Just taken on a mates Leo that she didn't have time for (And was in herited from a previous owner who didn't look after it properly) and she brought all the bits round for it - now, the mat, tank etc I'm fine with, but I got given a spray which is something I've not seen before.

Lime green plastic spray doobrie thing;

"Four Paws Natures Reptile Vita-Spray - Creat a natural environment with vitamin enriched spray. Provides natures vitamins. Contains electrolytes. Prevents drying of the skin. Keeps reptiles healthier for a longer life"

Anyone heard of this stuff? In all the research I've done for my corn, royals, beardies and leos I've never heard anyone mention this stuff ....

Basically says it's a substitute for "natures vitamins" and gives them their D3. Directions are to spray from neck to tail once a day. 
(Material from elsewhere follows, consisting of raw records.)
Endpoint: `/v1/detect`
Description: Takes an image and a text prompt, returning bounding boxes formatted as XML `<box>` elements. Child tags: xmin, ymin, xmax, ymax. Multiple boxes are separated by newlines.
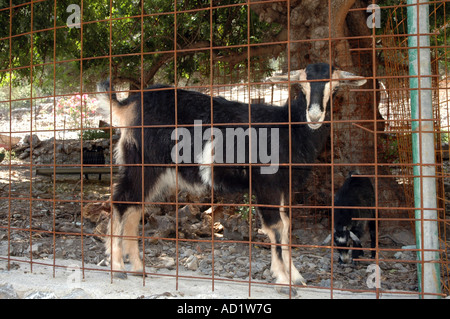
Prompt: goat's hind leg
<box><xmin>122</xmin><ymin>205</ymin><xmax>144</xmax><ymax>275</ymax></box>
<box><xmin>280</xmin><ymin>207</ymin><xmax>306</xmax><ymax>286</ymax></box>
<box><xmin>260</xmin><ymin>208</ymin><xmax>305</xmax><ymax>295</ymax></box>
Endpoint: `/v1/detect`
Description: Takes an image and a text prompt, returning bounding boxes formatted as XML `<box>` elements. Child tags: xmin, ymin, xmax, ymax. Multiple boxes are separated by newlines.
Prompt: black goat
<box><xmin>99</xmin><ymin>64</ymin><xmax>366</xmax><ymax>294</ymax></box>
<box><xmin>83</xmin><ymin>145</ymin><xmax>105</xmax><ymax>181</ymax></box>
<box><xmin>326</xmin><ymin>172</ymin><xmax>376</xmax><ymax>264</ymax></box>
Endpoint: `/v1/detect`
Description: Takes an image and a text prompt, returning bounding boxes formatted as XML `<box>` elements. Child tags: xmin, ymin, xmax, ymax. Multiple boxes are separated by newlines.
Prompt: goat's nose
<box><xmin>308</xmin><ymin>104</ymin><xmax>322</xmax><ymax>122</ymax></box>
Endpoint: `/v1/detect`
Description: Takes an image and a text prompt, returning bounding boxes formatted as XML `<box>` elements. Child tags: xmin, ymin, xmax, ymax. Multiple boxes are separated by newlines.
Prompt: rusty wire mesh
<box><xmin>0</xmin><ymin>0</ymin><xmax>450</xmax><ymax>297</ymax></box>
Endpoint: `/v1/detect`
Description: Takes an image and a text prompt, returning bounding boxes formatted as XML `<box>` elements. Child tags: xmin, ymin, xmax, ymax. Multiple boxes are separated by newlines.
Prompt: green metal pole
<box><xmin>408</xmin><ymin>0</ymin><xmax>441</xmax><ymax>298</ymax></box>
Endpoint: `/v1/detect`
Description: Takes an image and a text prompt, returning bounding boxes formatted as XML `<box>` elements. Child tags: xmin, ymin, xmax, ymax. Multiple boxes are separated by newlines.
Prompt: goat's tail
<box><xmin>97</xmin><ymin>79</ymin><xmax>121</xmax><ymax>114</ymax></box>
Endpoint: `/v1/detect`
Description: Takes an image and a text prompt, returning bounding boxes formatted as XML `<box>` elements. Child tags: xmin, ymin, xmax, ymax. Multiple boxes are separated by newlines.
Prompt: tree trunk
<box><xmin>252</xmin><ymin>0</ymin><xmax>404</xmax><ymax>219</ymax></box>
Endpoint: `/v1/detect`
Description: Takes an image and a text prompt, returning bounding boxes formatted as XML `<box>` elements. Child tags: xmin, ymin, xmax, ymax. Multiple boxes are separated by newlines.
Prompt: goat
<box><xmin>83</xmin><ymin>145</ymin><xmax>105</xmax><ymax>181</ymax></box>
<box><xmin>324</xmin><ymin>172</ymin><xmax>376</xmax><ymax>264</ymax></box>
<box><xmin>99</xmin><ymin>63</ymin><xmax>366</xmax><ymax>296</ymax></box>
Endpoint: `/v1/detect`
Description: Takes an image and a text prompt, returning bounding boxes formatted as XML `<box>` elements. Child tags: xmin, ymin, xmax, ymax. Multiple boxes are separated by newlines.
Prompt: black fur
<box><xmin>99</xmin><ymin>64</ymin><xmax>362</xmax><ymax>284</ymax></box>
<box><xmin>334</xmin><ymin>172</ymin><xmax>376</xmax><ymax>263</ymax></box>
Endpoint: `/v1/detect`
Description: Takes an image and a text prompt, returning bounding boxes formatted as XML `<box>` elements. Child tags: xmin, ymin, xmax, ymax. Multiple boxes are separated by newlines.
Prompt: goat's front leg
<box><xmin>105</xmin><ymin>208</ymin><xmax>127</xmax><ymax>279</ymax></box>
<box><xmin>280</xmin><ymin>207</ymin><xmax>306</xmax><ymax>286</ymax></box>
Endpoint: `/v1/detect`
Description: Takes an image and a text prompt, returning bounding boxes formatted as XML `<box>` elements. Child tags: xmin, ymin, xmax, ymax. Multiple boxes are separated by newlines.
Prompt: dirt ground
<box><xmin>0</xmin><ymin>156</ymin><xmax>440</xmax><ymax>297</ymax></box>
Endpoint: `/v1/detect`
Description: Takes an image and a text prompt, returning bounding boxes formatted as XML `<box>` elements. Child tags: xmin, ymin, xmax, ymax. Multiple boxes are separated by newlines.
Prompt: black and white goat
<box><xmin>324</xmin><ymin>172</ymin><xmax>376</xmax><ymax>264</ymax></box>
<box><xmin>99</xmin><ymin>64</ymin><xmax>366</xmax><ymax>292</ymax></box>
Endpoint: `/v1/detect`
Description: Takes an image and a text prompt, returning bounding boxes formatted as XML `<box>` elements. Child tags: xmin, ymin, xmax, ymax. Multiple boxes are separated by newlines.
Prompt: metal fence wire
<box><xmin>0</xmin><ymin>0</ymin><xmax>450</xmax><ymax>298</ymax></box>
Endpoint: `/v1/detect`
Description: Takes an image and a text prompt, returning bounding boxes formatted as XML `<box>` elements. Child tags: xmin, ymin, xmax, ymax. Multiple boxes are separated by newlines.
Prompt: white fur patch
<box><xmin>196</xmin><ymin>141</ymin><xmax>214</xmax><ymax>186</ymax></box>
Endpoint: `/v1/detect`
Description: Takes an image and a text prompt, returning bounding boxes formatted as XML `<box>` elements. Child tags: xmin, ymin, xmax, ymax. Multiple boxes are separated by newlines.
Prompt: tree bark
<box><xmin>252</xmin><ymin>0</ymin><xmax>404</xmax><ymax>215</ymax></box>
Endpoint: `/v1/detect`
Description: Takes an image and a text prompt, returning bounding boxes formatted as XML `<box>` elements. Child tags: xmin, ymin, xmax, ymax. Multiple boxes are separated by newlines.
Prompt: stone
<box><xmin>24</xmin><ymin>291</ymin><xmax>57</xmax><ymax>299</ymax></box>
<box><xmin>0</xmin><ymin>284</ymin><xmax>19</xmax><ymax>299</ymax></box>
<box><xmin>186</xmin><ymin>255</ymin><xmax>198</xmax><ymax>271</ymax></box>
<box><xmin>61</xmin><ymin>288</ymin><xmax>92</xmax><ymax>299</ymax></box>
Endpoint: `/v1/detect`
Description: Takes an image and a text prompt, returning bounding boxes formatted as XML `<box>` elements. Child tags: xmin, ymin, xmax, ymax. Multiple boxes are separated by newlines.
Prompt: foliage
<box><xmin>378</xmin><ymin>135</ymin><xmax>400</xmax><ymax>163</ymax></box>
<box><xmin>236</xmin><ymin>193</ymin><xmax>256</xmax><ymax>220</ymax></box>
<box><xmin>0</xmin><ymin>0</ymin><xmax>281</xmax><ymax>95</ymax></box>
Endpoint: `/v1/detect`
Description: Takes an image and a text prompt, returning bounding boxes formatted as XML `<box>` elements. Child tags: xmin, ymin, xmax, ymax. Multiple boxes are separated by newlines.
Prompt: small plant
<box><xmin>56</xmin><ymin>94</ymin><xmax>98</xmax><ymax>128</ymax></box>
<box><xmin>237</xmin><ymin>193</ymin><xmax>256</xmax><ymax>220</ymax></box>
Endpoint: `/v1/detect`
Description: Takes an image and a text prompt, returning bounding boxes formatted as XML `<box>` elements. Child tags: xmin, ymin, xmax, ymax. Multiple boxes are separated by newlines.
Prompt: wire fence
<box><xmin>0</xmin><ymin>0</ymin><xmax>450</xmax><ymax>298</ymax></box>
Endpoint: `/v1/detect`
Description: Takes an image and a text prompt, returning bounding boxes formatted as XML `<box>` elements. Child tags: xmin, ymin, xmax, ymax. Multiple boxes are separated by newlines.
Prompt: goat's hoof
<box><xmin>114</xmin><ymin>272</ymin><xmax>128</xmax><ymax>279</ymax></box>
<box><xmin>275</xmin><ymin>287</ymin><xmax>297</xmax><ymax>297</ymax></box>
<box><xmin>130</xmin><ymin>269</ymin><xmax>147</xmax><ymax>278</ymax></box>
<box><xmin>294</xmin><ymin>278</ymin><xmax>308</xmax><ymax>286</ymax></box>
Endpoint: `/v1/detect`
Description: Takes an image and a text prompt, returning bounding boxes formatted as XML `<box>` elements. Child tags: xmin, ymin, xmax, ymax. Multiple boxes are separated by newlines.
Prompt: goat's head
<box><xmin>271</xmin><ymin>63</ymin><xmax>367</xmax><ymax>130</ymax></box>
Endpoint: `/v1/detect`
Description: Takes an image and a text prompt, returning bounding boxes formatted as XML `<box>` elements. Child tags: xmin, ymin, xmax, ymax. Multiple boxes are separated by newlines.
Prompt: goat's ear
<box><xmin>267</xmin><ymin>70</ymin><xmax>306</xmax><ymax>82</ymax></box>
<box><xmin>334</xmin><ymin>70</ymin><xmax>367</xmax><ymax>86</ymax></box>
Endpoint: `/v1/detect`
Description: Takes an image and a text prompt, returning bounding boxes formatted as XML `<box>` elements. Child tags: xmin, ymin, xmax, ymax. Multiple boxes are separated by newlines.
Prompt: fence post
<box><xmin>407</xmin><ymin>0</ymin><xmax>441</xmax><ymax>298</ymax></box>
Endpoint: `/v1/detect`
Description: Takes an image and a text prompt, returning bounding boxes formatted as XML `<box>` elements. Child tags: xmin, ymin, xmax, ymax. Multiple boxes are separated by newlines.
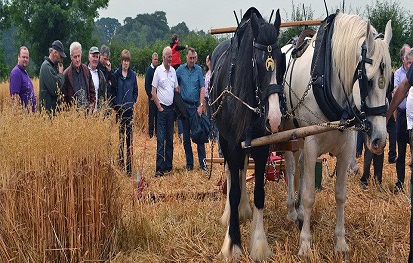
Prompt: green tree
<box><xmin>93</xmin><ymin>17</ymin><xmax>121</xmax><ymax>46</ymax></box>
<box><xmin>278</xmin><ymin>3</ymin><xmax>316</xmax><ymax>46</ymax></box>
<box><xmin>9</xmin><ymin>0</ymin><xmax>109</xmax><ymax>72</ymax></box>
<box><xmin>0</xmin><ymin>45</ymin><xmax>10</xmax><ymax>81</ymax></box>
<box><xmin>366</xmin><ymin>0</ymin><xmax>413</xmax><ymax>67</ymax></box>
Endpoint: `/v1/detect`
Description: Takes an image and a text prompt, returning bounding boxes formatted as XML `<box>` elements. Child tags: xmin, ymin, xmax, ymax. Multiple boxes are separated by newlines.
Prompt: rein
<box><xmin>209</xmin><ymin>39</ymin><xmax>286</xmax><ymax>119</ymax></box>
<box><xmin>286</xmin><ymin>14</ymin><xmax>387</xmax><ymax>133</ymax></box>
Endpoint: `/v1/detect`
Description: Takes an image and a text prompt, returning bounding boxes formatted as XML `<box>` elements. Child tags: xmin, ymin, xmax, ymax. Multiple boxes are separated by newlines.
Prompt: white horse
<box><xmin>284</xmin><ymin>13</ymin><xmax>392</xmax><ymax>255</ymax></box>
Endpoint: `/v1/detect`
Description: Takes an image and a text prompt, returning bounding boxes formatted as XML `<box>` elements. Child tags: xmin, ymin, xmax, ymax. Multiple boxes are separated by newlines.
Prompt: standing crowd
<box><xmin>10</xmin><ymin>34</ymin><xmax>210</xmax><ymax>176</ymax></box>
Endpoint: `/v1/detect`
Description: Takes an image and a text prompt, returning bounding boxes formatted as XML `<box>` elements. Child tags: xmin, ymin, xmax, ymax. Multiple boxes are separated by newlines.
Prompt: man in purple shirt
<box><xmin>10</xmin><ymin>46</ymin><xmax>36</xmax><ymax>112</ymax></box>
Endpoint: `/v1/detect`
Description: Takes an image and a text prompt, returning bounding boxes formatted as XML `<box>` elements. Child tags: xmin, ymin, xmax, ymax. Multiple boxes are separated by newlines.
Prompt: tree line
<box><xmin>0</xmin><ymin>0</ymin><xmax>413</xmax><ymax>80</ymax></box>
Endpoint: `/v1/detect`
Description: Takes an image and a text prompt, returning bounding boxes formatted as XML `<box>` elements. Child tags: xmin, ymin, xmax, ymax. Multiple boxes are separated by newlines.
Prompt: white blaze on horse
<box><xmin>284</xmin><ymin>13</ymin><xmax>392</xmax><ymax>255</ymax></box>
<box><xmin>210</xmin><ymin>8</ymin><xmax>285</xmax><ymax>261</ymax></box>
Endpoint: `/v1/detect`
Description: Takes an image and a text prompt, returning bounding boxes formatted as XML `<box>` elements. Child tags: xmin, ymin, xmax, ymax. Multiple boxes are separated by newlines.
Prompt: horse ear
<box><xmin>251</xmin><ymin>14</ymin><xmax>260</xmax><ymax>38</ymax></box>
<box><xmin>366</xmin><ymin>21</ymin><xmax>374</xmax><ymax>57</ymax></box>
<box><xmin>274</xmin><ymin>9</ymin><xmax>281</xmax><ymax>35</ymax></box>
<box><xmin>384</xmin><ymin>20</ymin><xmax>393</xmax><ymax>46</ymax></box>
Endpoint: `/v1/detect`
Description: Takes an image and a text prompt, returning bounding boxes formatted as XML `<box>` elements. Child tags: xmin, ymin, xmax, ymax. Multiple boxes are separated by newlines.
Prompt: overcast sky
<box><xmin>99</xmin><ymin>0</ymin><xmax>413</xmax><ymax>32</ymax></box>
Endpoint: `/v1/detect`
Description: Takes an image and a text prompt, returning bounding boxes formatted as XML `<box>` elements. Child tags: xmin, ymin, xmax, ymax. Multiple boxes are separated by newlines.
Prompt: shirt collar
<box><xmin>87</xmin><ymin>65</ymin><xmax>98</xmax><ymax>73</ymax></box>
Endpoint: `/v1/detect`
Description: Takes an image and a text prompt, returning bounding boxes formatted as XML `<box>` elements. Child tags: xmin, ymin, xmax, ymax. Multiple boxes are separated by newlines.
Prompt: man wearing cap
<box><xmin>88</xmin><ymin>47</ymin><xmax>107</xmax><ymax>111</ymax></box>
<box><xmin>39</xmin><ymin>40</ymin><xmax>66</xmax><ymax>112</ymax></box>
<box><xmin>62</xmin><ymin>42</ymin><xmax>96</xmax><ymax>109</ymax></box>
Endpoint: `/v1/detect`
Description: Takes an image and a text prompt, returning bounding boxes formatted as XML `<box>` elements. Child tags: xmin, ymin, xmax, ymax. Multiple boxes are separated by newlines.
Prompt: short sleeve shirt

Sounds iffy to me. Don't like it. :whip:


----------



## LFBP-NEIL (Apr 23, 2005)

Its been around for years but has since been discontinued. Its basically a skin conditioner, It wont do any harm - but it wont do anything else either other than loosen dry skin.


----------



## el_phantasmo (Jan 30, 2008)

Might be of use then on his feet. 

Was hoping more people might have given a view! Was afraid it might be less than safe to use.

Cheers for replying!


----------